Cumhuriyet Gazetesi yazarlarından Oktay Ekinci, Çevre ve Şehircilik Bakanlığı'nın etkinliğini sorguluyor.
2011 Haziran seçimlerinin ardından oluşan “Çevre ve Şehircilik Bakanlığı” (ÇŞB) için dendi ki; “amaç çevreye saygılı şehirleşmek.”
Bu amaçla 17 Ağustos 2011’de yayımlanan 648 sayılı KHK ile Çevre Bakanlığı tamamen yok edildi; “tabiat varlığı-anıt ağaç-doğal sit” vb. tüm doğal zenginliklerimiz ÇŞB’ye bağlandı. Ülkenin kentleşme ve planlama belleğine sahip imar, iskân ve bayındırlık bakanlıkları da tarihe gömüldü.

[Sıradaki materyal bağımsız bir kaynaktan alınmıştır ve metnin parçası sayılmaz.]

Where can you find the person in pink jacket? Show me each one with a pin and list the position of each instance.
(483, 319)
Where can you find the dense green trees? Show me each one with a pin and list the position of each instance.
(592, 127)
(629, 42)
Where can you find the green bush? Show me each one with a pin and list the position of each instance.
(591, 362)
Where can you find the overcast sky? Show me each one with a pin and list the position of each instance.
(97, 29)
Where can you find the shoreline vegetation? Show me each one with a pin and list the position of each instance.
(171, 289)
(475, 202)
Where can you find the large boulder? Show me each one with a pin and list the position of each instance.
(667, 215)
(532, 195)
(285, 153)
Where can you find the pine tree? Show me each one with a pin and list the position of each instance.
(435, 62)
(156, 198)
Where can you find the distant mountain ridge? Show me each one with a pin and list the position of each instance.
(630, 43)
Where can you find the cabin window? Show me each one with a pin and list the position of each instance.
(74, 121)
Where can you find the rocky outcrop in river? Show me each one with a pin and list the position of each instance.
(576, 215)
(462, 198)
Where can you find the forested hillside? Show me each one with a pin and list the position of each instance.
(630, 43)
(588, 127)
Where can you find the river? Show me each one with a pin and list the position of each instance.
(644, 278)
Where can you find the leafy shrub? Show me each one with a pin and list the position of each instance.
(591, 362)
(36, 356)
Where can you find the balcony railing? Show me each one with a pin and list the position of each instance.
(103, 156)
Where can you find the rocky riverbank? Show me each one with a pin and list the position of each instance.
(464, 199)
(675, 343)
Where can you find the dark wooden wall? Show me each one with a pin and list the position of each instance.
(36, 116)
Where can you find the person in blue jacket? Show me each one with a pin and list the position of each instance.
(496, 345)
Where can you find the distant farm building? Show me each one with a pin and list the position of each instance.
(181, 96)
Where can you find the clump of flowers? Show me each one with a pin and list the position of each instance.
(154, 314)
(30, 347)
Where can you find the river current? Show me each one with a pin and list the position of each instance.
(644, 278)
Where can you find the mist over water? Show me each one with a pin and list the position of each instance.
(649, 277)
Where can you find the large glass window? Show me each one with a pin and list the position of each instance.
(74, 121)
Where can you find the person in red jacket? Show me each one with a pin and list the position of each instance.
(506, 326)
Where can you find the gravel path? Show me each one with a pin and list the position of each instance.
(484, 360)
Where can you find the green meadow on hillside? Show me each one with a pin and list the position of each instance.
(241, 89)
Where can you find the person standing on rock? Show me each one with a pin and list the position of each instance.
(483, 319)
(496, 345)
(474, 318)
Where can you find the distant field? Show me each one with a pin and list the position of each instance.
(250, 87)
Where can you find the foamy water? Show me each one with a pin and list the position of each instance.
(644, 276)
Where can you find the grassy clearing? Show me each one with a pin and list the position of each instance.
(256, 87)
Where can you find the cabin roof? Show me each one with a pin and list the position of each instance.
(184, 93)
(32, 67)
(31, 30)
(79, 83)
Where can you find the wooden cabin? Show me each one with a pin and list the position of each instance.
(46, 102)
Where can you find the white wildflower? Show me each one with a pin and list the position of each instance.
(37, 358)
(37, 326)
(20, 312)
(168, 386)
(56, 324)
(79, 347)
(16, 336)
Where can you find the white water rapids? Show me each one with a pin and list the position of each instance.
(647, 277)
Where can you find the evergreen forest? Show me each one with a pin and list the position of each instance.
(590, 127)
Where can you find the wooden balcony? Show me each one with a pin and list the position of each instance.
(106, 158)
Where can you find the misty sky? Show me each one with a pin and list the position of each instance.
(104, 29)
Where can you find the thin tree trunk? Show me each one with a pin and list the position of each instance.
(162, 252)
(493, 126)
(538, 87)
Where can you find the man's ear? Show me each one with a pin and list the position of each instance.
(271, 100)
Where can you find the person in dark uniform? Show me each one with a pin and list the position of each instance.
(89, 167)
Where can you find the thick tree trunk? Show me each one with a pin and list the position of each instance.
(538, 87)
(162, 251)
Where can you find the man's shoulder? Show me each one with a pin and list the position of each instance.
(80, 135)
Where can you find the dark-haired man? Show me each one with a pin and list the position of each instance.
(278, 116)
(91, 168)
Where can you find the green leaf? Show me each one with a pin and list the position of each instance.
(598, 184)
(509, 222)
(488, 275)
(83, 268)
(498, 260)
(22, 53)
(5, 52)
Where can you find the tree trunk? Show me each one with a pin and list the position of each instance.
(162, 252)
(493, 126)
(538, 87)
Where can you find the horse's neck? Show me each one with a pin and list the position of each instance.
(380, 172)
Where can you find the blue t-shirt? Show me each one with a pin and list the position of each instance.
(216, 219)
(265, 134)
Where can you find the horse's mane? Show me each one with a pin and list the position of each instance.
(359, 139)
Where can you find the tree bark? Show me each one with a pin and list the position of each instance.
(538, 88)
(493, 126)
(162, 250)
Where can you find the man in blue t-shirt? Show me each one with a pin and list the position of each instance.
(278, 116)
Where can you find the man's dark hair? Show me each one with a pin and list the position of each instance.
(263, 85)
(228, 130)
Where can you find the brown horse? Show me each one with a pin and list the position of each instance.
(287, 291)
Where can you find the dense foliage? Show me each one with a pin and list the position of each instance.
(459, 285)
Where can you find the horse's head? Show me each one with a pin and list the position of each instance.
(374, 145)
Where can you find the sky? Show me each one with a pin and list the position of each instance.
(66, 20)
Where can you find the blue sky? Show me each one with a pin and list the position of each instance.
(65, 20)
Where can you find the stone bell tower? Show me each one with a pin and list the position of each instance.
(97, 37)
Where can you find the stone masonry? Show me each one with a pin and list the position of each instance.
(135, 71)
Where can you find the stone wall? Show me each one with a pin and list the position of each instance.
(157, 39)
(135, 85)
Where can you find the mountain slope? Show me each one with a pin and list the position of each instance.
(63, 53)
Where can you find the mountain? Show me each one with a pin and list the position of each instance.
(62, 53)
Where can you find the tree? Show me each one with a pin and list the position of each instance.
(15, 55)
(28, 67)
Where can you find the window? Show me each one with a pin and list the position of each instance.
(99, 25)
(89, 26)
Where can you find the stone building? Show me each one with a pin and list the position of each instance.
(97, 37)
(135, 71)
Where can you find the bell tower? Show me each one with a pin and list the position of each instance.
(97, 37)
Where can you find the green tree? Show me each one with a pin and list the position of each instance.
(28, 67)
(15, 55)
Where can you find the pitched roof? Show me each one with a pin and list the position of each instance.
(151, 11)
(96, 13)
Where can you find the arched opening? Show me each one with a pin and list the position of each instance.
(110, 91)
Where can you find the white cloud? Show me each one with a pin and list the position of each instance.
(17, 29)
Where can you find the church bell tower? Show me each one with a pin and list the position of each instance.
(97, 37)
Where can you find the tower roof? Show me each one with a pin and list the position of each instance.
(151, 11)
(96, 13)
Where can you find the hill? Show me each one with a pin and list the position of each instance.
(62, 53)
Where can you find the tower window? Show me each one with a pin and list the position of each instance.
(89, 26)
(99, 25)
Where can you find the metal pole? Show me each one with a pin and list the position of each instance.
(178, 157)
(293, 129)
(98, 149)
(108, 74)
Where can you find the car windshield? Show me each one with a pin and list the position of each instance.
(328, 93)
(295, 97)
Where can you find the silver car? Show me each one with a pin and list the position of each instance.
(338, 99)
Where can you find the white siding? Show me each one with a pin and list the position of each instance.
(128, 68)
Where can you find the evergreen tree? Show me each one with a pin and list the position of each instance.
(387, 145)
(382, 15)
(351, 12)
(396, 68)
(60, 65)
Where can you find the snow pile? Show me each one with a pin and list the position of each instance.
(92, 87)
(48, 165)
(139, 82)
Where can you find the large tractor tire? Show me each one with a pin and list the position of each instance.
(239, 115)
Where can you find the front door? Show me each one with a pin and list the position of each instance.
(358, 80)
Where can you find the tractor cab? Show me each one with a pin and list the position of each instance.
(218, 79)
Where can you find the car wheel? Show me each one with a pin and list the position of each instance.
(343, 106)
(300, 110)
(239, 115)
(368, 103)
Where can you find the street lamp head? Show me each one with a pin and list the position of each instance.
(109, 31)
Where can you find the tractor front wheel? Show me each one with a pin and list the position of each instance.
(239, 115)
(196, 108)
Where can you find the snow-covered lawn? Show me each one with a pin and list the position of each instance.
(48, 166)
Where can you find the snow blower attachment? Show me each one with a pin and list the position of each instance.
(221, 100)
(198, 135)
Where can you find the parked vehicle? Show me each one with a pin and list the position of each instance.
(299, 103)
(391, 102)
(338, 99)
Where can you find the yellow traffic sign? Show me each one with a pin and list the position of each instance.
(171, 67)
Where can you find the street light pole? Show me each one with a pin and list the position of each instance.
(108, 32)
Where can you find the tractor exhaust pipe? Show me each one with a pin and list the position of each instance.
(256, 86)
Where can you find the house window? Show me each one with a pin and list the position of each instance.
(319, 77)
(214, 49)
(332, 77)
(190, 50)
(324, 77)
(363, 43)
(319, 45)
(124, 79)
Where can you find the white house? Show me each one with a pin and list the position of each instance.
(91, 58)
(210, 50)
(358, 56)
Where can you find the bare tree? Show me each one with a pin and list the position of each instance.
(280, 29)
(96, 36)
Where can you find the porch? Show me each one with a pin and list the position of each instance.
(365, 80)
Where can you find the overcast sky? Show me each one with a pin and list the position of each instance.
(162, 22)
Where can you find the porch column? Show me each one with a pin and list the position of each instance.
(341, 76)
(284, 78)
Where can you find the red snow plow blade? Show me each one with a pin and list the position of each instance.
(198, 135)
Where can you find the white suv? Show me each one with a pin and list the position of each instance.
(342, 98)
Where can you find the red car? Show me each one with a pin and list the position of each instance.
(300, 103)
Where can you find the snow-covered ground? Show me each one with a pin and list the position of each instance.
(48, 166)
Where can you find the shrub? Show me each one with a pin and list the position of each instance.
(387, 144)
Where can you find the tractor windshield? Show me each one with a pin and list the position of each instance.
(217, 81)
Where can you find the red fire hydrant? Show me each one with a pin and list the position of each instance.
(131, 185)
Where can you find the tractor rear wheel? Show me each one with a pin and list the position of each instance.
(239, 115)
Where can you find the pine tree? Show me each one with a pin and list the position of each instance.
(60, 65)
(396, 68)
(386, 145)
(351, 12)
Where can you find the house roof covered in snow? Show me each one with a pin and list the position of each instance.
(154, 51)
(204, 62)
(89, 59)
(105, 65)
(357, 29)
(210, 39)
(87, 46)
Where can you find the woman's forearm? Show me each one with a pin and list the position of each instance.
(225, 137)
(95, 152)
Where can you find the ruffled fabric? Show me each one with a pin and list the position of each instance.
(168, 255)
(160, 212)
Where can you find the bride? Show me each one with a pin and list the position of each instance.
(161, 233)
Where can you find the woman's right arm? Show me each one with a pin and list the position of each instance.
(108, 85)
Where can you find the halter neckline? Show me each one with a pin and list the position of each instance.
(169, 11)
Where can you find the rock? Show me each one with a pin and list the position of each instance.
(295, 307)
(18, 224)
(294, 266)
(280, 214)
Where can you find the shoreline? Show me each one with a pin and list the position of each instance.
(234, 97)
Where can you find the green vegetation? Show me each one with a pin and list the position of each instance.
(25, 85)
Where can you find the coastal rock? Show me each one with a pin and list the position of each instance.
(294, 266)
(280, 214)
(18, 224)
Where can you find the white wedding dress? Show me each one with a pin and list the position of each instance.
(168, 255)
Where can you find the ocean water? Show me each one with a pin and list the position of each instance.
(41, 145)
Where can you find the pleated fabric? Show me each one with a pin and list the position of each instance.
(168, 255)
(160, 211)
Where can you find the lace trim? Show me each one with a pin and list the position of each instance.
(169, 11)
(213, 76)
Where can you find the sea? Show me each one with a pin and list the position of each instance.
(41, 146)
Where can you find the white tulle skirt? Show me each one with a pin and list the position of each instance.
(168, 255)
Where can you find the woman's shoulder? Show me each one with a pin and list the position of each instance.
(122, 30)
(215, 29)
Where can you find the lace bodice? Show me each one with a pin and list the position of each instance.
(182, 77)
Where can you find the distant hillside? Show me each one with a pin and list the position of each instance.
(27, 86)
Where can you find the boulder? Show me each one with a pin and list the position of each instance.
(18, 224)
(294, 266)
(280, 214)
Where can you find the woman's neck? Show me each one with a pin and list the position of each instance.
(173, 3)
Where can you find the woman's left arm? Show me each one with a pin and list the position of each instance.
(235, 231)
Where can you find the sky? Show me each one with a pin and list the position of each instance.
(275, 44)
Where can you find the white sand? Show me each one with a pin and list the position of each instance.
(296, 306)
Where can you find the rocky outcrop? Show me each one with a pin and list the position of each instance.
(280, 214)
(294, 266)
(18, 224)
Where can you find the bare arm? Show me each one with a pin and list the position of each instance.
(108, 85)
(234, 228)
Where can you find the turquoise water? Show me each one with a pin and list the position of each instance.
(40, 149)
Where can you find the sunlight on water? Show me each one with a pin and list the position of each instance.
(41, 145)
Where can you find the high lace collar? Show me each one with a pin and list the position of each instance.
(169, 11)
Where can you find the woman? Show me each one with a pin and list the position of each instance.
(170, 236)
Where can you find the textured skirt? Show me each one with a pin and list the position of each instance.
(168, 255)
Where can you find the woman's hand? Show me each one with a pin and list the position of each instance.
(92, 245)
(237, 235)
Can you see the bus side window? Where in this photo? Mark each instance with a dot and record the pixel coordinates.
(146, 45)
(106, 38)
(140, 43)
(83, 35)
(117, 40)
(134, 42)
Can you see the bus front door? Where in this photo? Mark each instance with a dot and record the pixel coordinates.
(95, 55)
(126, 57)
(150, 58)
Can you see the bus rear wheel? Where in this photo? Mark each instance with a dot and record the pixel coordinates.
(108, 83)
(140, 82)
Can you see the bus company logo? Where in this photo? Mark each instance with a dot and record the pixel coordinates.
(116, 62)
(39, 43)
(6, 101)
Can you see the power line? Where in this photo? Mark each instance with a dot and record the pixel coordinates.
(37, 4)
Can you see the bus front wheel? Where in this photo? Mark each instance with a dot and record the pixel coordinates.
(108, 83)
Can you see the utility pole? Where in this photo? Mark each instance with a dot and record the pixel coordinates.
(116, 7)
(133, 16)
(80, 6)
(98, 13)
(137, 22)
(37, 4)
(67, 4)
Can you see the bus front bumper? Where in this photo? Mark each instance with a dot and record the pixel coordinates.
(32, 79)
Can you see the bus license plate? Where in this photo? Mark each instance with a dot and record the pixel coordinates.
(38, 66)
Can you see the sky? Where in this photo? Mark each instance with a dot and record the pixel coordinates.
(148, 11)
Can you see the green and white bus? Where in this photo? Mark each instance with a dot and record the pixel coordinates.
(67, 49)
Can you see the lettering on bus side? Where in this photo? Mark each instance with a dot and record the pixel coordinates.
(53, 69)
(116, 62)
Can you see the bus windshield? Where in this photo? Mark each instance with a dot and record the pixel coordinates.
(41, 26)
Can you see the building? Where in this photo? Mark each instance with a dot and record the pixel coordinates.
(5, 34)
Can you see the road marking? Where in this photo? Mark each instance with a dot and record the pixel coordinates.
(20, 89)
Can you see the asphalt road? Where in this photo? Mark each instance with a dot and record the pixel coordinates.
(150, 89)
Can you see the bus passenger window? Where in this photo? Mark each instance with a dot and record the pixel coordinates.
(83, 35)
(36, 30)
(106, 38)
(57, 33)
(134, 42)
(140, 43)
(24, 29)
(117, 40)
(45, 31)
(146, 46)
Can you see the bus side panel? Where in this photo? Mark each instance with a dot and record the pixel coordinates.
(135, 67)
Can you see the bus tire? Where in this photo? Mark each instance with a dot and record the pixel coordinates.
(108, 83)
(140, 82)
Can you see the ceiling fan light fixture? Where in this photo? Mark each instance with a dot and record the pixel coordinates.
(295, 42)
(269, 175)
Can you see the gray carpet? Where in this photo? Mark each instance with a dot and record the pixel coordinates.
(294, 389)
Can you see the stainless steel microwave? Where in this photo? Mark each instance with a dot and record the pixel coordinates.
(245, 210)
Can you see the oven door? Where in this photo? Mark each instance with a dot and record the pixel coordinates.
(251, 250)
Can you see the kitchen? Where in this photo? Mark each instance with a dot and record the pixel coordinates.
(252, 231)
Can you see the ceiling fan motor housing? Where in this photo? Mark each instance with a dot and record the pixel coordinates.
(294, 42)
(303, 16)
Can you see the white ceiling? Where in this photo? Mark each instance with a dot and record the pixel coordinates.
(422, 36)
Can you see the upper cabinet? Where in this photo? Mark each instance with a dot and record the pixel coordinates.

Örneğin son işlerinden biri, Çamlıca tepesindeki tarihsel mesire alanına dev bir cami öngören imar planını “halletmek…” Koruma kurularının yerine oluşturulan “Tabiat Varlıklarını Koruma Komisyonları” doğal sitlerin sınırlarını daraltmak için uğraşıyor; emlak rantını engelleyen tabiat alanlarının imara açılacağı söyleniyor.
Yani, ÇŞB “çevre”yi korumak şöyle dursun, adeta öldürmek için çalışıyor! Bu yönde hazırlanan “torba yasa” ise TBMM’ye ya sunuldu ya da sunulmak üzere…
“Torba” yasa biliyorsunuz, birçok kanunda değişiklik yapmak için akla ne gelirse önerilip yasalaştırılmasına deniyor. ÇŞB’nin torbasında da başta İmar Kanunu olmak üzere Mera, Orman, Kıyı ve TMMOB kanunlarında değişiklik öngören 70’e yakın madde var.
Kıyılarda 1992’den önce yapılmış kaçak binalara getirilmek istenen “af”la 20 yaşından büyük “lebi derya” binalar “sağlam”(!) kabul edilerek ruhsata bağlanacak.
Denizden 50 metre olan yapı yasağı da 10 metreye indiriliyor; çünkü “af”fedilecek yapıların çoğu bu alanlarda! Böylece “kaçak işgal” yasal kurala dönüşüyor.
Bir başka “yeni”lik ise iskele, yat limanı gibi “kıyıda” yapılmaları zorunlu tesislerin dışında “termik santral, akaryakıt istasyonu” vb’ye de olanak sağlanması. Bunun nasıl bir “çevreci şehircilik” olduğunu eminim torbayı yazanlar bile açıklayamazlar..
Dahası ‘torba’da, hayvancılığın doğal beslenme alanı olan “mera”larla birlikte askeri arazilerin imara açılması da var. Böylece elde kalan son yapılaşmamış alanlar “çevre düşmanı şehircilik”in kurbanı olmak üzere.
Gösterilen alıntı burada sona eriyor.